The universal SDK ecosystem

In this chapter, you will learn the full breadth of LiveKit's SDK ecosystem — client SDKs for every major platform, server SDKs for backend operations, agent SDKs for AI, and pre-built UI components that accelerate development. You will see how a consistent API design across all SDKs means that learning LiveKit once lets you build everywhere, and why this ecosystem breadth is itself a significant competitive advantage.

SDKsConsistent APIAgents UIServer SDKsESP32

Why SDK breadth matters

A realtime platform is only as useful as the places you can run it. A brilliant SFU architecture means nothing if you cannot connect to it from an iOS app, an Android app, a web browser, a Unity game, a Raspberry Pi, and a backend server. Every missing SDK is a missing use case — a customer who cannot adopt the platform, an application that cannot be built.

LiveKit's ecosystem covers more platforms than any competing realtime infrastructure. This is not accidental. It reflects a strategic understanding that realtime communication is not a browser-only problem, and that the winning platform is the one developers can use wherever they need it.

Client SDKs: every platform, one API

Client SDKs connect end-user devices to LiveKit rooms. Each SDK implements the same core abstractions — Room, Participant, Track, publication, subscription — adapted to the idioms and conventions of its target platform.

SDK	Platform	Language	Notes
livekit-client	Web browsers	TypeScript/JavaScript	The reference implementation. Works in all modern browsers.
LiveKit Swift	iOS, macOS, visionOS	Swift	Native Apple platform support with SwiftUI integration
LiveKit Android	Android	Kotlin	Native Android with Jetpack Compose support
LiveKit Flutter	iOS, Android, Web, Desktop	Dart	Cross-platform from a single codebase
LiveKit React Native	iOS, Android	TypeScript	For React Native mobile applications
LiveKit Unity	Windows, macOS, Linux, WebGL	C#	For games, simulations, and 3D experiences
LiveKit C++	Desktop, embedded	C++	For native desktop apps and embedded systems
LiveKit Rust	Desktop, server, embedded	Rust	High-performance native applications

Learn once, build everywhere

Every client SDK exposes the same conceptual API. Connecting to a room, subscribing to tracks, publishing media, handling participant events — these operations work the same way whether you are writing TypeScript for the web, Swift for iOS, or Kotlin for Android. The method names adapt to platform conventions, but the mental model is identical.

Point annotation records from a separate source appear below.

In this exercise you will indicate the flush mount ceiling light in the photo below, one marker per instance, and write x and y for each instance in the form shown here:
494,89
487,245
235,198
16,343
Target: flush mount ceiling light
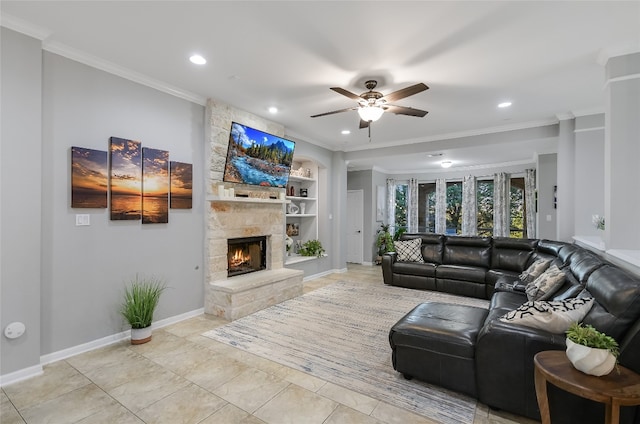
197,59
370,113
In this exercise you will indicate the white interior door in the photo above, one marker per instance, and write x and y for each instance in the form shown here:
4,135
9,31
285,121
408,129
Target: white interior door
355,219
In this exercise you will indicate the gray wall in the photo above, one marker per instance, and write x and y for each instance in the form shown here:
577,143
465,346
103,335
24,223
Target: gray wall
589,174
20,182
84,268
546,179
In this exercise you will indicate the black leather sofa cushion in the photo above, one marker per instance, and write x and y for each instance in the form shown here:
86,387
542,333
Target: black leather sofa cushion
432,245
469,251
511,254
583,263
415,268
618,300
461,273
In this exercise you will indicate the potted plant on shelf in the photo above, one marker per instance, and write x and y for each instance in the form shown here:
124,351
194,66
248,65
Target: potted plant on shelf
591,351
311,248
141,298
384,242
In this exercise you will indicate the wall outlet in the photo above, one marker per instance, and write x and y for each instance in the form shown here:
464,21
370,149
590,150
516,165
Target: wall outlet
83,219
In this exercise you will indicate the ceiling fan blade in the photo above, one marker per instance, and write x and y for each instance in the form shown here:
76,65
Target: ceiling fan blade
405,92
347,93
335,111
402,110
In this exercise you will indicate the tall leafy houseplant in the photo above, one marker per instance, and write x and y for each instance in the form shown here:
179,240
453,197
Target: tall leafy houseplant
384,242
591,351
141,297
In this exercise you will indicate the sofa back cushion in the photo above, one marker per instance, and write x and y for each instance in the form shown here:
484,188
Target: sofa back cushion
432,246
469,251
511,254
617,300
582,263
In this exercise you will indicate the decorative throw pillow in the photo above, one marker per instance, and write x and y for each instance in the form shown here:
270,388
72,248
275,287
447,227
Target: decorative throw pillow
554,316
535,270
409,250
546,284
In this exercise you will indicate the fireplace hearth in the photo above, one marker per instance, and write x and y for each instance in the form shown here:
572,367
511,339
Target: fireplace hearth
246,254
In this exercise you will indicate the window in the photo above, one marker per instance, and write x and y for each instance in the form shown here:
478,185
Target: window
427,207
401,207
518,225
454,208
484,198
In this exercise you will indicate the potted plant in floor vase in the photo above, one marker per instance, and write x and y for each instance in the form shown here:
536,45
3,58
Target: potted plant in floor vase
141,297
591,351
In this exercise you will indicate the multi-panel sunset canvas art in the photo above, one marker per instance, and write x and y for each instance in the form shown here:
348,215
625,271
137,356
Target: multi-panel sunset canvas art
126,179
181,185
88,178
155,186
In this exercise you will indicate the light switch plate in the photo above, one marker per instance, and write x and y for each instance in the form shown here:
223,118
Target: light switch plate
83,219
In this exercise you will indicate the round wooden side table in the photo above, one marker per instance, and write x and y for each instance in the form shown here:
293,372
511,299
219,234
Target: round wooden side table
620,388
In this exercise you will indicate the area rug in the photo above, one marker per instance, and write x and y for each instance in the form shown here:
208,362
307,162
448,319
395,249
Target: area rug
340,333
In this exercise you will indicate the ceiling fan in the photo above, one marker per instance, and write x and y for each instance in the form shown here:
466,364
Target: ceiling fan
372,104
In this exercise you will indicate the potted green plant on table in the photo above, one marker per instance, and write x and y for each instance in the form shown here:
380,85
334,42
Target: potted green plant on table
591,351
384,242
311,248
141,297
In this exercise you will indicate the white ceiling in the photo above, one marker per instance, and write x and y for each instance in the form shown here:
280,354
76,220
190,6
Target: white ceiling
545,57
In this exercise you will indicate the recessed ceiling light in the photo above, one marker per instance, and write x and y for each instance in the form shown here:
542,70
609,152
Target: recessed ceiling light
197,59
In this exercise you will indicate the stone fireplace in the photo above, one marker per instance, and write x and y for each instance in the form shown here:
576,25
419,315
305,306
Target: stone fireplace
246,254
229,294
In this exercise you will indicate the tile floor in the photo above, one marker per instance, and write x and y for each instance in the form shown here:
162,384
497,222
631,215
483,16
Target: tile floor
182,377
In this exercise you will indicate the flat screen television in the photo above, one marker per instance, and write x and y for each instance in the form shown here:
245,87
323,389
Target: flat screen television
257,158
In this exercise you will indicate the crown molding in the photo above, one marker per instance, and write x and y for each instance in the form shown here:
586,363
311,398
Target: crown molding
24,27
112,68
461,134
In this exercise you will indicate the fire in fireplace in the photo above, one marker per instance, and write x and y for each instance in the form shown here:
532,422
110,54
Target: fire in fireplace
247,254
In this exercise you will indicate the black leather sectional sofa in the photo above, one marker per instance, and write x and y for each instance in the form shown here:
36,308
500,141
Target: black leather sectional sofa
471,350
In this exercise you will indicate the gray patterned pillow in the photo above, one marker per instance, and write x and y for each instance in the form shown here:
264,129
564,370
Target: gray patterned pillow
554,316
546,284
534,270
409,250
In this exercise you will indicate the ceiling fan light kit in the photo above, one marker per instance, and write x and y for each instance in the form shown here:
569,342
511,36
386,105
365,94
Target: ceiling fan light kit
370,113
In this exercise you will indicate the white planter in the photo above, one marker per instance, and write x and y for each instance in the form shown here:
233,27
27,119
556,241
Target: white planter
590,360
140,335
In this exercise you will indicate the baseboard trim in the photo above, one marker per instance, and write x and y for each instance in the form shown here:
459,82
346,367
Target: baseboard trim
49,358
23,374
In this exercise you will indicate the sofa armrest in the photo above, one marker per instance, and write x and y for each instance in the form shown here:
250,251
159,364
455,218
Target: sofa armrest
388,259
504,365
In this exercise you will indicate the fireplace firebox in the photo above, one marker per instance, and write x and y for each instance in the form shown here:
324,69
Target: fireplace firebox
245,255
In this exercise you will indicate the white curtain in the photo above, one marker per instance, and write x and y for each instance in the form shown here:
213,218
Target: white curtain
441,206
469,206
530,201
501,189
391,205
412,218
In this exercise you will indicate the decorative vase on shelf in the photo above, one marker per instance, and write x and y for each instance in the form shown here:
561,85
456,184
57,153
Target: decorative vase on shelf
590,360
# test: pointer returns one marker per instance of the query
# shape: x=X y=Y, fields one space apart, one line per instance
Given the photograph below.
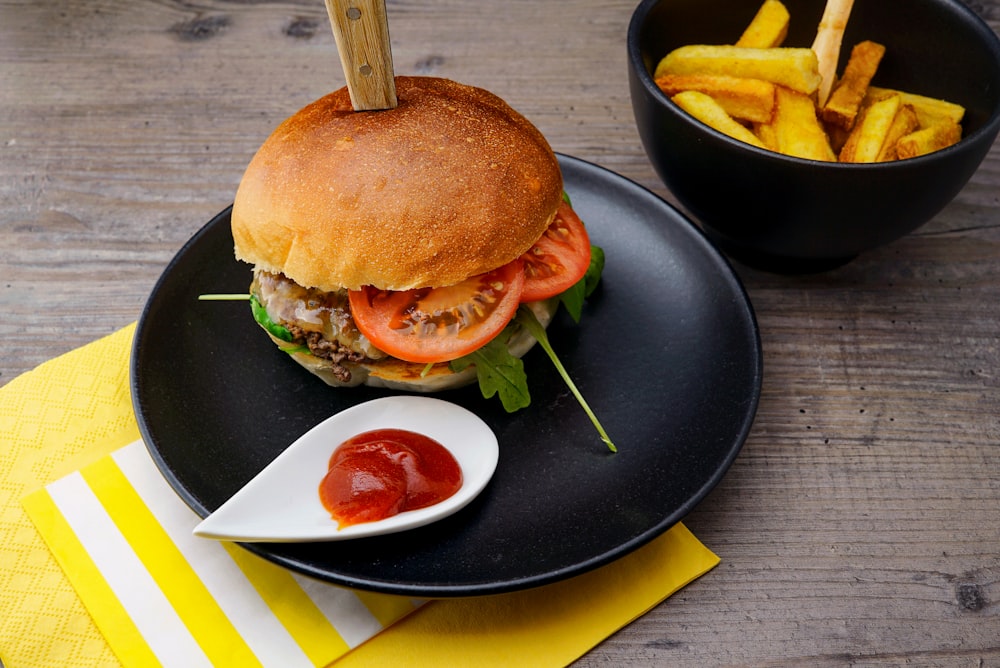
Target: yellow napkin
x=68 y=429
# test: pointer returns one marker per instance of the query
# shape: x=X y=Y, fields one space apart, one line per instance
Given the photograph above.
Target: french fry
x=746 y=99
x=903 y=124
x=789 y=100
x=829 y=36
x=933 y=138
x=768 y=28
x=845 y=101
x=711 y=113
x=790 y=67
x=866 y=140
x=929 y=110
x=796 y=130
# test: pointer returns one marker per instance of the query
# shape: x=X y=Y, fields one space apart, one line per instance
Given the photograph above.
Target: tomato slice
x=558 y=259
x=439 y=324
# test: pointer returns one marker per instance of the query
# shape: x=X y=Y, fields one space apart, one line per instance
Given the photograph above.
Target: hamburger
x=390 y=247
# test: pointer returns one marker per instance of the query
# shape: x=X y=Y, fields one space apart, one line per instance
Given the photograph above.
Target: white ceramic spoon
x=282 y=504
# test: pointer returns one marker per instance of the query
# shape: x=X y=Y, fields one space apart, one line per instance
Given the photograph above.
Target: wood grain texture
x=860 y=525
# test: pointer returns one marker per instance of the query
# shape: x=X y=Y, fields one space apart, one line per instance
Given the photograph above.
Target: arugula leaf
x=264 y=320
x=574 y=297
x=527 y=318
x=498 y=372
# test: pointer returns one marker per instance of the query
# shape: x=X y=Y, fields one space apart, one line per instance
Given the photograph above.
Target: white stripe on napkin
x=255 y=622
x=152 y=613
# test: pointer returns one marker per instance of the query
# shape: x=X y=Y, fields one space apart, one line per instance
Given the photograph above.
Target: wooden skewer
x=829 y=35
x=361 y=30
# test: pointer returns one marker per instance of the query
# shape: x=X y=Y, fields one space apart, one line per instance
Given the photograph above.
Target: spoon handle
x=361 y=30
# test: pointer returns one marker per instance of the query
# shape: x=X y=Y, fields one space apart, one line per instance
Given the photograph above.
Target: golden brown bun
x=396 y=374
x=451 y=183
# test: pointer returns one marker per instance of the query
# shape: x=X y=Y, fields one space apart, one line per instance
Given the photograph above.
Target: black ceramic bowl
x=792 y=215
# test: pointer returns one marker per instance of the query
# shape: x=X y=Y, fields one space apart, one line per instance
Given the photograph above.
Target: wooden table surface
x=860 y=524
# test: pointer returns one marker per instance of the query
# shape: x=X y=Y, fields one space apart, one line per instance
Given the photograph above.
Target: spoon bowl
x=281 y=504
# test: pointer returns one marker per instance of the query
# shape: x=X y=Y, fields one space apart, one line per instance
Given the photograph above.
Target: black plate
x=667 y=353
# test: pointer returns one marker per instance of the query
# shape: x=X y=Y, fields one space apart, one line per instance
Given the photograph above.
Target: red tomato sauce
x=384 y=472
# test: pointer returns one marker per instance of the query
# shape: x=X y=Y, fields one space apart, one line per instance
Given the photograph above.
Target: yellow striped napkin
x=163 y=596
x=121 y=546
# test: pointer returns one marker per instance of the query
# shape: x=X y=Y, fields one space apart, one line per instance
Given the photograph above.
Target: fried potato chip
x=929 y=110
x=796 y=130
x=866 y=140
x=790 y=67
x=927 y=140
x=841 y=109
x=903 y=124
x=711 y=113
x=768 y=28
x=746 y=99
x=826 y=45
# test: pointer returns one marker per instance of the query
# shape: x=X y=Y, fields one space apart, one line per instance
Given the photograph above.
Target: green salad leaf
x=498 y=372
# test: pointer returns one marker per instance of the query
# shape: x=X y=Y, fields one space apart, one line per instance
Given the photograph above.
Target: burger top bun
x=451 y=183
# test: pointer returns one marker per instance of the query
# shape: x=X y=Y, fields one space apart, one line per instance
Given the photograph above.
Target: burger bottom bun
x=396 y=374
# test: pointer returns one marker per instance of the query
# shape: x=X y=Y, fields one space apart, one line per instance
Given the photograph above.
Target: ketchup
x=380 y=473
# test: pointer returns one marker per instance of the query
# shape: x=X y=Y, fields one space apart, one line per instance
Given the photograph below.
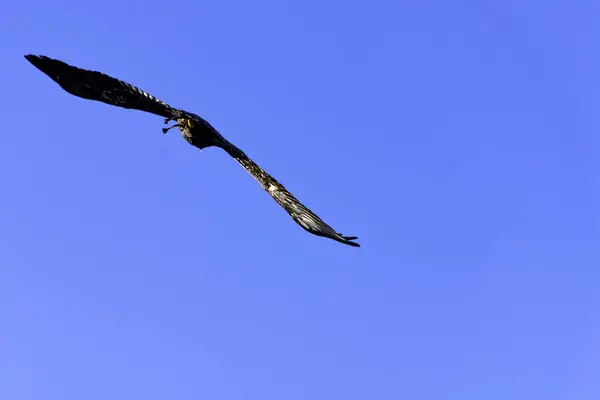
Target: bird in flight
x=194 y=129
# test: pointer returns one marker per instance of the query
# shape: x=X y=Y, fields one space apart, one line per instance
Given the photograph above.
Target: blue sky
x=458 y=140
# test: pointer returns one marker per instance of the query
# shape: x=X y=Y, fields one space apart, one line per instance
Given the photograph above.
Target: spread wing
x=97 y=86
x=299 y=213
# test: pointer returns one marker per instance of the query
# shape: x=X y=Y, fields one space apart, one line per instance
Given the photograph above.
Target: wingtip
x=348 y=241
x=34 y=59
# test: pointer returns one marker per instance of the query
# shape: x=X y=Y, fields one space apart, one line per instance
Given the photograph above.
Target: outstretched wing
x=97 y=86
x=299 y=213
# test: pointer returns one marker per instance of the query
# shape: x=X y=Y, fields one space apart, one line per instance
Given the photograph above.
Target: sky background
x=458 y=139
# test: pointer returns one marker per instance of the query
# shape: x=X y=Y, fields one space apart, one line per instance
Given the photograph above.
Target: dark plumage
x=195 y=130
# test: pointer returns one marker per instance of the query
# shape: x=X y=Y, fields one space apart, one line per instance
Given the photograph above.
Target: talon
x=165 y=130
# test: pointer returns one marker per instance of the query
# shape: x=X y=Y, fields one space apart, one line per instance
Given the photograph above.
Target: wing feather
x=298 y=211
x=93 y=85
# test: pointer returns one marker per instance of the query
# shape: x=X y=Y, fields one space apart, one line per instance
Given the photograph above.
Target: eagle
x=198 y=132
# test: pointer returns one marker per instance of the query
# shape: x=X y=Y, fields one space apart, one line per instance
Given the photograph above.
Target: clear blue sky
x=458 y=140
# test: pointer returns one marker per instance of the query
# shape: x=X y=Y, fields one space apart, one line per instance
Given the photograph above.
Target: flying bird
x=93 y=85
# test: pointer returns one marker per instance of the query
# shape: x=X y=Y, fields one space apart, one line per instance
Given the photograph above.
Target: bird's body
x=194 y=129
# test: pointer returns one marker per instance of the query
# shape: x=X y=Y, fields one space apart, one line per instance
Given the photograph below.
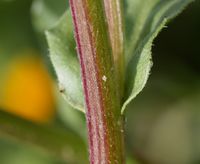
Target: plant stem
x=104 y=120
x=56 y=141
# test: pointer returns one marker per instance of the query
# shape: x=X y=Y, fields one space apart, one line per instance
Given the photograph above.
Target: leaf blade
x=139 y=62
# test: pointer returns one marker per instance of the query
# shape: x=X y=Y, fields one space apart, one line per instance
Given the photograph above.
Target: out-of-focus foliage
x=29 y=87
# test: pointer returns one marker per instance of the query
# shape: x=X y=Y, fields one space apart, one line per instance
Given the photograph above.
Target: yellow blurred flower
x=27 y=89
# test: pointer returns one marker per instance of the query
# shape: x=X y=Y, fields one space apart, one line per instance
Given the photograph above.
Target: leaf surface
x=145 y=19
x=63 y=56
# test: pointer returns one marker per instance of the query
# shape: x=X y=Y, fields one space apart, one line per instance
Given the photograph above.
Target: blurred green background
x=163 y=122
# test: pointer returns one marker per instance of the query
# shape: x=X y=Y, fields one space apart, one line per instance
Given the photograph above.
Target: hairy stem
x=104 y=120
x=113 y=10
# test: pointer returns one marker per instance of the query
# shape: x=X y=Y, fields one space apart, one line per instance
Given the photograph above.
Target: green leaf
x=145 y=19
x=63 y=56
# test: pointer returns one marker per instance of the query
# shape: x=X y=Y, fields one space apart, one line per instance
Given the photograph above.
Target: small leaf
x=63 y=56
x=145 y=18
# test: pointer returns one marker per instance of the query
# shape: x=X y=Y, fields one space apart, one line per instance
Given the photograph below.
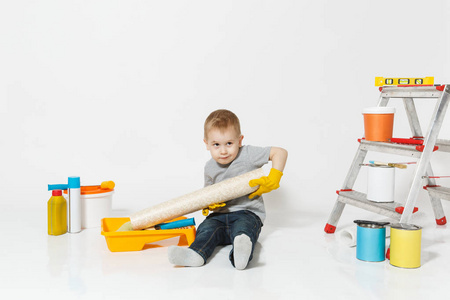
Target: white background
x=119 y=90
x=113 y=90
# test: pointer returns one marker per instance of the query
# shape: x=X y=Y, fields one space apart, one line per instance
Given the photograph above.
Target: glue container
x=57 y=213
x=74 y=207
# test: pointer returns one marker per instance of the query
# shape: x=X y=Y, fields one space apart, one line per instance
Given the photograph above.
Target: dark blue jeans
x=221 y=229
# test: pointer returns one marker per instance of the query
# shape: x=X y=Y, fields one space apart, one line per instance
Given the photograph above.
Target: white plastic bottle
x=74 y=205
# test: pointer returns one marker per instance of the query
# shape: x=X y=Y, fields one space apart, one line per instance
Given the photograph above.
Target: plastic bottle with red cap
x=57 y=213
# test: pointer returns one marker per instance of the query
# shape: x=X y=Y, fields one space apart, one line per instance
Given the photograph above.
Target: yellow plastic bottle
x=57 y=213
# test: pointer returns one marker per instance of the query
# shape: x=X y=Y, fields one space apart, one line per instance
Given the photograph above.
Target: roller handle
x=176 y=224
x=52 y=187
x=371 y=223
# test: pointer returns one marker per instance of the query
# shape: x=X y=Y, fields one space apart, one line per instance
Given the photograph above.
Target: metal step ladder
x=420 y=147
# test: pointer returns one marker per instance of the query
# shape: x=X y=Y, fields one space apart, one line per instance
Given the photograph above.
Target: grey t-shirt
x=248 y=159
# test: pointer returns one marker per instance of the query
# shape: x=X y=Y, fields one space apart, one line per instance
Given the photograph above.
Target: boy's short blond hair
x=222 y=119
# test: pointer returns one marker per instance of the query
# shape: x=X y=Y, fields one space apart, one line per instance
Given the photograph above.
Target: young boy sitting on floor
x=239 y=222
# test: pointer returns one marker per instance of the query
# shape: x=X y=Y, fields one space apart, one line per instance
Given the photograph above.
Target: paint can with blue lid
x=370 y=240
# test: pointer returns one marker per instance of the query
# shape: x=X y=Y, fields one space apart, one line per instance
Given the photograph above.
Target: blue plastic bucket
x=370 y=240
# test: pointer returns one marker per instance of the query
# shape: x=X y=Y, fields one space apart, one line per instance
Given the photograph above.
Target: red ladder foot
x=330 y=228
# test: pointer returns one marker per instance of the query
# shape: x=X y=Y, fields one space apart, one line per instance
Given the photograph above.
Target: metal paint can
x=370 y=240
x=405 y=246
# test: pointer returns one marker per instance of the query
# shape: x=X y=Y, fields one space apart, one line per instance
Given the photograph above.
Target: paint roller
x=223 y=191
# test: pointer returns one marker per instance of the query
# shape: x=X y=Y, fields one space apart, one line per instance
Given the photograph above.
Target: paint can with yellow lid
x=405 y=246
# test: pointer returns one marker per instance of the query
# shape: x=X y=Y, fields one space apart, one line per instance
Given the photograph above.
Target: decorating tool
x=223 y=191
x=396 y=165
x=163 y=226
x=381 y=81
x=108 y=185
x=74 y=202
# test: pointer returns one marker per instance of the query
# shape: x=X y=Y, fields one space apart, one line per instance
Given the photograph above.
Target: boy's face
x=223 y=144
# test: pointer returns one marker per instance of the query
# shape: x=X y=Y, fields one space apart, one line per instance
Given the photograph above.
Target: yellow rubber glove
x=205 y=211
x=266 y=183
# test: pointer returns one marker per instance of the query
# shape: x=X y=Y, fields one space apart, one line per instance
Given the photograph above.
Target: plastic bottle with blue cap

This consistency matters for teams. A developer who has built a LiveKit web application can contribute to the mobile app without learning a new conceptual framework. The Room is still a Room. A Participant is still a Participant. Tracks still publish and subscribe. The architecture chapter you read earlier — rooms, participants, tracks — is the API you use in every SDK.

Server SDKs: backend operations

Server SDKs run on your backend and handle operations that should never happen on a client: generating access tokens, creating and managing rooms, ejecting participants, starting egress, and controlling the server-side lifecycle of your LiveKit deployment.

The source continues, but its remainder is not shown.